During a department Christmas party at the boss’ house, Rob caught me putting my coat in the spare bedroom. He grabbed my shoulders, told me I looked beautiful, and promptly kissed me, pushing me down on the coat-laden bed and laying on top of me. I didn’t yell, we were fully clothed and so I was not scared, just embarrassed and horribly uncomfortable. I felt stupid and helpless. I bit his lip, left the room, told my best friend and we spent the rest of the party close together, watching each other’s backs.
I endured daily jokes, catcalls and leers for a decade. I loved the work, I loved the field, and it was some of the best times of my life, but it was also a time when my self esteem was slowly whittled down. I started feeling angry, not really knowing why. My writing was still exemplary, but my heart just wasn’t there. I kept at it because it was the first time in my life I was supporting myself and on my own, and the work was fulfilling and exciting for a young woman just starting her career. And, as I said, it was not a time that “harassment” was even a concept, let alone a term. So I had no compass leading me to understand that this was not the norm.
Years later I met up with my best friend from work, Cathy. In our conversations, I experienced what is referred to as the “Ah ha” moment. I blurted out “Cathy, you know what? We were sexually harassed!” She looked down, looked up and said, “Susan, you’re right. I never thought of it, but that’s exactly what happened to us.”
I’ve made my career with words. And those who say “they’re just words” are not truly understanding the power of language. For every time someone calls someone fat, or ugly, or stupid; for each time someone remarks on a person’s clothing, or shoes, or car or home; for each time a person demeans because of race or looks or profession or sexual preference – all those who fall in the “different” category who don’t fit into the norm – just toss it off as “just words.”
Better yet … remember back when someone made fun of YOU, by using “just words.” And suck it up.

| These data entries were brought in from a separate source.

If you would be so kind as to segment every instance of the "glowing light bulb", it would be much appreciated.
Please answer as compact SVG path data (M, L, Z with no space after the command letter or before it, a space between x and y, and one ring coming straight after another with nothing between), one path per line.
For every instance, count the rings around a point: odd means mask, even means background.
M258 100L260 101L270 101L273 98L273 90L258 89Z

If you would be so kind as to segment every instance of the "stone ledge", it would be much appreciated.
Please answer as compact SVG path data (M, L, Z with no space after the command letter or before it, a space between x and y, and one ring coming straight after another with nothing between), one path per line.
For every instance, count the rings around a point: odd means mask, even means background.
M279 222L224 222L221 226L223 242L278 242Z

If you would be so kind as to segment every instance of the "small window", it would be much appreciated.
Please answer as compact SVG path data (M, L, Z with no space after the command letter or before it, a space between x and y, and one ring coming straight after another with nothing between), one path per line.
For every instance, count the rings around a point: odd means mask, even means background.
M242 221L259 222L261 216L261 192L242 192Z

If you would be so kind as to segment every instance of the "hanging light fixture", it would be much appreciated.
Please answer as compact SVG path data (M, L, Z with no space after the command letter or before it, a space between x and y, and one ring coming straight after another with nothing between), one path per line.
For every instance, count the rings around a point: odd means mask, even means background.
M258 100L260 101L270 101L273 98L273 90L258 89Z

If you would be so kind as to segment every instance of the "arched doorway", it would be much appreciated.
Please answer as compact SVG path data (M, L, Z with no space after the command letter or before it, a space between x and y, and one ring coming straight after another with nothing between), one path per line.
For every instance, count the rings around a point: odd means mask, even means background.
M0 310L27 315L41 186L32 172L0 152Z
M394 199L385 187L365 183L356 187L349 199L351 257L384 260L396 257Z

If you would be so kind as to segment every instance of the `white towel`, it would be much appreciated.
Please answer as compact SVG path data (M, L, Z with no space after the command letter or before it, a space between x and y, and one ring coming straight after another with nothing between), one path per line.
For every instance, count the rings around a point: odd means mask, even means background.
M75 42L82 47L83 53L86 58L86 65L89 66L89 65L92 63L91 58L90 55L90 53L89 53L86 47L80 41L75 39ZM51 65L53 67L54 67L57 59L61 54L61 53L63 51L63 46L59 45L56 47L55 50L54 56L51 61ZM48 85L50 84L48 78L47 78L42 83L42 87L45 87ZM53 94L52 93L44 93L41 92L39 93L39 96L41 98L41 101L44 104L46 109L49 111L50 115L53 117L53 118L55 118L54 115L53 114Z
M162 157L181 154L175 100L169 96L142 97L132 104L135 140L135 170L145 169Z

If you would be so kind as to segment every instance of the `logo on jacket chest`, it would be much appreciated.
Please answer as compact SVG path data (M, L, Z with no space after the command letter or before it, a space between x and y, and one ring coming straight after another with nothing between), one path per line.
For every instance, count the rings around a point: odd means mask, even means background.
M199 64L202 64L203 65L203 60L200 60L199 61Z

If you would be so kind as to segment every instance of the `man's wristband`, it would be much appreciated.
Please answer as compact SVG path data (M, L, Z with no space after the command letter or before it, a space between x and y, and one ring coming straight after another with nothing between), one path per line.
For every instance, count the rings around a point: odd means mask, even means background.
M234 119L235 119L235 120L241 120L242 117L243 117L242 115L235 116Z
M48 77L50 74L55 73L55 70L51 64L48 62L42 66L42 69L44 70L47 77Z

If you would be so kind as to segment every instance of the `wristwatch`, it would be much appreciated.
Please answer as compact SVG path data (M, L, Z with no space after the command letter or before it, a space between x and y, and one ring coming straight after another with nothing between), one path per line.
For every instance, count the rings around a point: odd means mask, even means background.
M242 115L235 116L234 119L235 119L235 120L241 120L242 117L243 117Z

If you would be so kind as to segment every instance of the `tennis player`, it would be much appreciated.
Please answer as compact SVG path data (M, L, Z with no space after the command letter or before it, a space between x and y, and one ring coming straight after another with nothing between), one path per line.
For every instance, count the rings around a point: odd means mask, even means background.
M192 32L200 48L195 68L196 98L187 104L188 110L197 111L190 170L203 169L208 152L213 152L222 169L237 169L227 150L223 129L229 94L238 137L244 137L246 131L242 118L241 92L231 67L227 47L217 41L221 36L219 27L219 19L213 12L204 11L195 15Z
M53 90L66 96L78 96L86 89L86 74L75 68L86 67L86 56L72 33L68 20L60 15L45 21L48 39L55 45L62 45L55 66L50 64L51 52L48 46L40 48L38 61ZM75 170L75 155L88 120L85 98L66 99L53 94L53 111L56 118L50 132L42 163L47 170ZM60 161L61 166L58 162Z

Get on with it and pull up your big boy pants. Sticks and stones … and words can never harm you.
OR – take a moment to think. And not react. Think about how vehemently you feel when someone doesn’t stand for the pledge of allegiance. After all, they’re only words. Think about how you so adamantly defend your second amendment rights. After all, it doesn’t mean anything, it’s only words. Think about how you want a “Bible Loving Presidential candidate”. Why? It’s all only words.
Then, tell me again why words don’t matter.